Au Niger, la tendance générale de l’évolution des prix est à la baisse pour les céréales locales (mil, sorgho) et à la hausse pour les céréales importées (riz, maïs). La hausse la plus importante (+32,5%) est observée sur le maïs à Tillabéry tandis que la baisse la plus significative (-16%) est observée à Niamey pour le sorgho.

COTON. Après la hausse des prix du coton la semaine dernière à un pic de 5 mois, on a assisté ces derniers jours à une certaine consolidation. Mais globalement la fermeté des cours est soutenue par la perception générale dans le secteur que les semis l’année prochaine seront inférieurs au plus bas de 18 ans de 5,4235 millions d’hectares plantés en 2007. Selon l’analyse d’Informa, les Etats-Unis devraient semer en 2008, 4.5925 millions d’hectares, ce qui correspondra à la surface cotonnière la plus faible depuis 1983 lorsque, selon l’USDA, 3.963 millions d’hectares avaient été plantés.

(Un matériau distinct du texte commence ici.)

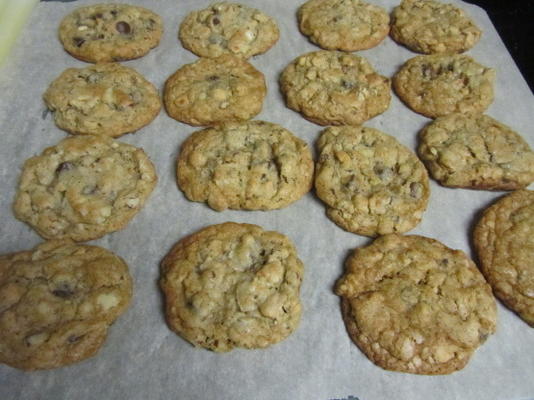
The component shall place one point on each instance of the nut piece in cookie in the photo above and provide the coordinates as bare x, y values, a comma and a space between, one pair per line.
110, 32
371, 184
334, 88
504, 240
413, 305
347, 25
252, 165
432, 27
57, 302
438, 85
477, 152
228, 28
103, 99
232, 285
84, 187
211, 91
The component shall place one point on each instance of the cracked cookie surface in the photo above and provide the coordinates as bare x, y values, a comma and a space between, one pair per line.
103, 99
252, 165
110, 32
228, 28
57, 302
413, 305
84, 187
232, 285
504, 242
347, 25
371, 184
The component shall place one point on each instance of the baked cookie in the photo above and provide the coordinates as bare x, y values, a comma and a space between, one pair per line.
215, 90
438, 85
57, 302
232, 285
83, 188
335, 88
228, 28
252, 165
413, 305
110, 32
347, 25
431, 27
504, 240
371, 184
103, 99
477, 152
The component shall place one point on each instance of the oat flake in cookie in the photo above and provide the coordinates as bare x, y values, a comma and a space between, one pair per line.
110, 32
57, 302
413, 305
84, 187
103, 99
228, 28
232, 285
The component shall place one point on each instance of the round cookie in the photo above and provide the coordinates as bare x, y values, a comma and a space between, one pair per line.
57, 302
477, 152
103, 99
83, 188
343, 25
232, 285
431, 27
211, 91
438, 85
252, 165
371, 184
504, 240
413, 305
110, 32
228, 28
335, 88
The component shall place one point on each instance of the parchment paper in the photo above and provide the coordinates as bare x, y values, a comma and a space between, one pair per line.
142, 358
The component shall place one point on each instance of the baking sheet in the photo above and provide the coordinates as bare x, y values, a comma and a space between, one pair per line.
142, 358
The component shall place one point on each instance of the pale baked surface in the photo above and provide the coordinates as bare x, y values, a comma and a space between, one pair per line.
103, 99
211, 91
335, 88
438, 85
475, 151
347, 25
252, 165
431, 27
110, 32
57, 302
228, 28
504, 240
371, 184
83, 188
413, 305
232, 285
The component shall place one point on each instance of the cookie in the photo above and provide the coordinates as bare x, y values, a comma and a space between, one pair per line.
103, 99
504, 241
477, 152
371, 184
232, 285
57, 302
413, 305
228, 28
438, 85
110, 32
211, 91
335, 88
83, 188
347, 25
251, 165
432, 27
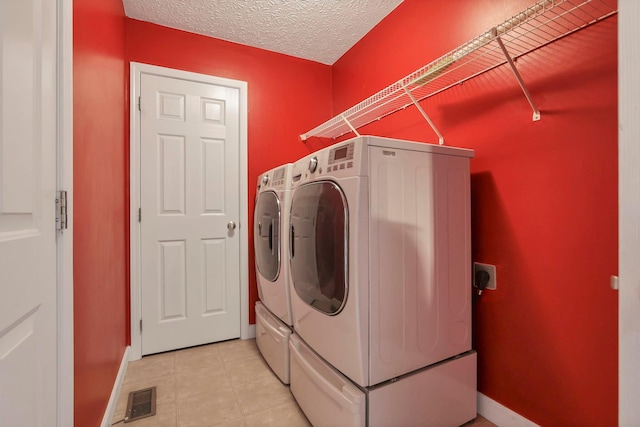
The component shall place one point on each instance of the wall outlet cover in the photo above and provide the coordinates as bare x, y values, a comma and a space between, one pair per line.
490, 269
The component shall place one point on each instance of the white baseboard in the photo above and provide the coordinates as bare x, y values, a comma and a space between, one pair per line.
501, 415
115, 392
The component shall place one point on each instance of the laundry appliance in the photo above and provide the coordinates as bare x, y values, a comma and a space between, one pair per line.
380, 284
271, 244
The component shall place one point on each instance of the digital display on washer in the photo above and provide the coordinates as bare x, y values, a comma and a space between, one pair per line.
278, 174
341, 153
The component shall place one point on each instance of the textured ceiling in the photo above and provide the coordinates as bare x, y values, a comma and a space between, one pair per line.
318, 30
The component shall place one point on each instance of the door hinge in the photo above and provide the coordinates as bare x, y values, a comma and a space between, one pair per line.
61, 210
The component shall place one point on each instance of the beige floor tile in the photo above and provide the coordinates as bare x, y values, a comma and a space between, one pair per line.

A noter mardi 18 décembre que l’Organisation mondiale du Commerce (OMC) a confirmé sa condamnation des Etats-Unis sur le dossier coton. Le panel a considéré que Washington continuait à violer les règles du libre échange, soulignant dans un rapport de 204 pages, que le système américain de paiement et de soutien à ses cotonculteurs avaient conduit à une hausse de sa production et de ses exportations, ce qui a pesé sur els prix mondiaux. Le Brésil, qui avait déposé la plainte, se voir ainsi ouvrir la possibilité de demander des dommages et intérêts aux Etats-Unis. Ces derniers envisagent de faire appel.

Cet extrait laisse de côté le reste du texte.